The primary home sales market was subdued in 2Q24. According to JLL, developers remained cautious in timing their project launches amid buyers’ tentative buying sentiment and economic uncertainties.
“Developers launched just 634 new private homes (excluding executive condominiums or ECs) in 2Q24, 51.4% below the 1,304 units placed on the market in the preceding quarter and 73.3% lower year-on-year (y-o-y). In 1H24, launches slumped to a new half-year low of 1,938 units,” said Ms Chia Siew Chuin, JLL Head of Residential Research, Research & Consultancy, Singapore.
Here’s more from JLL:
As launches slowed, new home sales in 2Q24 also moderated by 37.7% from 1,164 units in the previous quarter to 725 units. Y-o-y, new home sales plunged by 65.9%.
This brings the total developer sales tally in 1H24 to 1,889 units. This is 44.2% below the 3,383 units sold in 1H23 and 55.3% lower than the 4,222 units moved by developers in the same period in 2022. This is also the poorest half-yearly showing, plummeting below the 1,977 units sold during the height of the global financial crisis in 2H08.
The lacklustre new sales performance thus far in 2024 is due a lower launch volume. The low sales volume also shows that buyers have become more price-sensitive and discerning in light of an ample pipeline of new launches, the April 2023 cooling measures and elevated interest rates amid soft economic conditions.

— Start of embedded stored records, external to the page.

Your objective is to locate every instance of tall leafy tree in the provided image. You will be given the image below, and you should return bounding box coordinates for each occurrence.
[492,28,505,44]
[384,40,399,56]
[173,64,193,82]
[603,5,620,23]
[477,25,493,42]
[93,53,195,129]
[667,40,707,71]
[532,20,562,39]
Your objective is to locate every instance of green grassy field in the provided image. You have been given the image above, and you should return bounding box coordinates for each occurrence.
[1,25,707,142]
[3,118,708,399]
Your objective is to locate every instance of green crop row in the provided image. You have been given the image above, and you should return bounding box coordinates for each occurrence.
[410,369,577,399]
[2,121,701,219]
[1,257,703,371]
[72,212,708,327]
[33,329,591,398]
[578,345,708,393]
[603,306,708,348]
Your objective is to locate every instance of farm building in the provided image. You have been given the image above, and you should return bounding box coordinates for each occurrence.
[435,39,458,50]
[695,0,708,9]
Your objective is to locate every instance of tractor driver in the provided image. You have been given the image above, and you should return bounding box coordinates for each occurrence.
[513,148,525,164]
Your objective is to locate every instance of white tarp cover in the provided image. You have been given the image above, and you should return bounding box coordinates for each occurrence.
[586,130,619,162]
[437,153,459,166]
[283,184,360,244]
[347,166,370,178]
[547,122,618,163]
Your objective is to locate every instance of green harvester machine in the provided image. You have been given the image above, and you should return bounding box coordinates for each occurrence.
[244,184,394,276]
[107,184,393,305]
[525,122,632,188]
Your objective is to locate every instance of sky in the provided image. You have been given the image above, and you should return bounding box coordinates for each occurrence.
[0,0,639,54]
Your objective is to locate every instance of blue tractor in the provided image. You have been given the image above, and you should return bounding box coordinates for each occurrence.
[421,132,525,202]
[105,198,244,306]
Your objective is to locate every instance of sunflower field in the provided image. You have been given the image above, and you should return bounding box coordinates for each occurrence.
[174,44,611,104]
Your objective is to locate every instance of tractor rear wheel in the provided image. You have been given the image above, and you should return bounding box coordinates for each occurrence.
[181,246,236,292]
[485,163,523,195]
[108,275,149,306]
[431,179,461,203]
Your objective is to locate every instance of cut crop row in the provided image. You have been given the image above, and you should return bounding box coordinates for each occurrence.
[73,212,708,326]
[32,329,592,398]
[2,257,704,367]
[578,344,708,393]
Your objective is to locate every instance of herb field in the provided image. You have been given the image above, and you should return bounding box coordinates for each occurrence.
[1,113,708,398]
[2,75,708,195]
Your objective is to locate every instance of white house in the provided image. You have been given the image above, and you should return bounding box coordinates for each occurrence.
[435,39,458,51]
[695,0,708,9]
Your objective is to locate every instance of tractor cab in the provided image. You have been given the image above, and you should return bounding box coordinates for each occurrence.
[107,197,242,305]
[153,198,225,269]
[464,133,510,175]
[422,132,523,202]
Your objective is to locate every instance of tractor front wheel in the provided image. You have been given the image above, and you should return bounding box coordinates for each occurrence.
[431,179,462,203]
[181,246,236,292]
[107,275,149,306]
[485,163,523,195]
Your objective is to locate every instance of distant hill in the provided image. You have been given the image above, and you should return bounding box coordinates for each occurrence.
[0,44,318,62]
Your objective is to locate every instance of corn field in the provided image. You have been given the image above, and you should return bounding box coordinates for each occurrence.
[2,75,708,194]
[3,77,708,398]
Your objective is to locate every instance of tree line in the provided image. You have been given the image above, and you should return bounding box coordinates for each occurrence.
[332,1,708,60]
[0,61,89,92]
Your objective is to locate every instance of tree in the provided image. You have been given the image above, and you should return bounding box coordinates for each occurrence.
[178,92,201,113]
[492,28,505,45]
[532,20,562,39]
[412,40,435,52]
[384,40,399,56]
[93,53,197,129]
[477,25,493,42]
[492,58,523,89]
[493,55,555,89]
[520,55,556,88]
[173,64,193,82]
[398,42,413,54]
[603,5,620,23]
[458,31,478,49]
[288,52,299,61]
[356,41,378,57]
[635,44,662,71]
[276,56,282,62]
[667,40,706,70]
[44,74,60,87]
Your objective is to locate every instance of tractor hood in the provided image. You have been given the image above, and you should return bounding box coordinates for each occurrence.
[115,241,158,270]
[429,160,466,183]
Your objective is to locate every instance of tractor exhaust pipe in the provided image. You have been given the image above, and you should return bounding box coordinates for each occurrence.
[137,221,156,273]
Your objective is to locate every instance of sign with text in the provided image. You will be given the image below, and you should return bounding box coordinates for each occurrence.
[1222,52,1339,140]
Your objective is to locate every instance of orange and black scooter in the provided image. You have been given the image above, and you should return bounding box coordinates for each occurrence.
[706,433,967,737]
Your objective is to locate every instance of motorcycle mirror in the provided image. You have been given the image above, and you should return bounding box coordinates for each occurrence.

In the secondary market, sale transactions improved by 36.7% from 3,066 units in the previous quarter to 4,190 units in 2Q24. More buyers seem to be turning to the secondary market as resale units are more affordable than new projects and seen as better value for their money by some. Buyers with immediate housing needs have also turned to the resale market as a means to secure a home in a relatively shorter period of time.